2023-04-22 10:00:00
Covid-related health restrictions have limited social interactions and prevented many grandparents from seeing their grandchildren. They were able, in compensation, to look at their photos. According to a 2021 study published in the journal Proceedings of the Royal Society B : Biological Sciences, viewing the photos significantly increased grandparents’ emotional empathy and suggests that there is a parental care system in the brain that underlines their interest in caring for their grandchildren.
The existence of a special intergenerational bond
This is the first study to examine the effects on the brains of grandparents of time spent looking through photos of their grandchildren. Researchers scanned the brains of grandmothers as they looked at photos of their young grandchildren, providing a neural snapshot of this particular intergenerational relationship. “Here we highlight the brain functions of grandmothers that can play an important role in our social life and development.explains Minwoo Lee, co-author of the study. It’s an important aspect of the human experience that has largely been left outside the realm of neuroscience.”.
Grandchildren who become adults do not arouse the same emotions
The results suggest that looking at photos can activate empathy in grandparents. “What really stands out in the data is activation in areas of the brain associated with emotional empathysays James Rilling, professor of anthropology at Emory University and lead author of the study. This suggests that grandmothers aim to feel what their grandchildren feel. If they smile, they will feel the child’s joy. And if he cries, they feel the child’s pain and distress.”

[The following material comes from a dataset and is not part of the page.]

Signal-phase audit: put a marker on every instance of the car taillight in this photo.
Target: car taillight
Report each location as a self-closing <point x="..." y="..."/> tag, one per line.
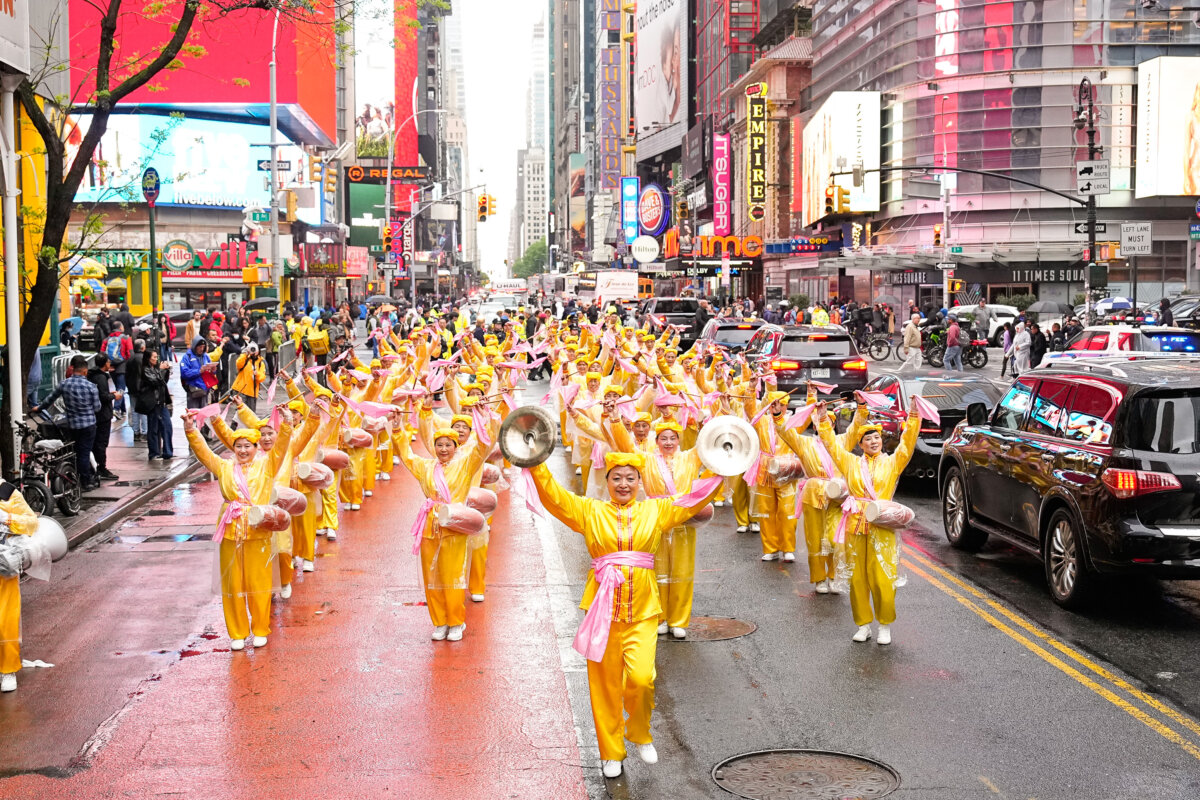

The study also found that when grandmothers looked at photos of their adult children, they showed greater activation in an area of the brain associated with cognitive empathy. This suggests that they may be trying to understand on a cognitive level what their adult children are thinking or feeling and why, but less on an emotional level. “Young children probably developed traits to be able to manipulate not only the maternal brain, but also the grandma’s brain.pense James Rilling. An adult child does not have the same cuteness factor, so it may not elicit the same emotional response.”
The grandmother represents an interest in her offspring
The authors of the study believe that these results provide a better understanding of why women live beyond their childbearing years. This can be explained by evolutionary advantages conferred on their offspring as well as their grandchildren. “We often assume that fathers are the most important caregivers next to mothers, but that’s not always true.says James Rilling. In some cases, grandmothers are the main help.”
A study of the traditional Hadza people of Tanzania, where foraging by grandmothers improved the nutritional status of grandchildren is evidence supporting this hypothesis. Another study of traditional communities showed that the presence of grandmothers shortened the time between pregnancies of their daughters and increased the number of grandchildren.
A global parental care system in the brain
In the current study, the researchers wanted to understand how healthy grandmothers’ brains work and how it relates to the benefits they provide to the family. They recruited 50 participants who completed questionnaires regarding their experiences as grandmothers, providing details regarding time spent with their grandchildren, activities they did together and feelings they had for them. . They also had functional magnetic resonance imaging (fMRI) to measure their brain function while viewing photos of their grandchild, an unknown child, the grandchild’s same-sex parent, and a unknown adult.
The results showed that most of the participants showed more activity in areas of the brain involved in emotional empathy and movement when looking at photos of their grandchildren compared to photos of other people. By looking at photos of their grandchildren, the grandmothers more strongly activated the regions involved in cognitive empathy and they indicated in parallel in the questionnaires that they wanted to be more involved in the care of the grandchildren. . “Our results add to the evidence that there appears to be an overall system of parental care in the brain, and that grandmothers’ responses to their grandchildren are reflected in it.”, expose James Rilling.
However, the researchers noted a limitation to their study, which only included physically and mentally healthy grandmothers.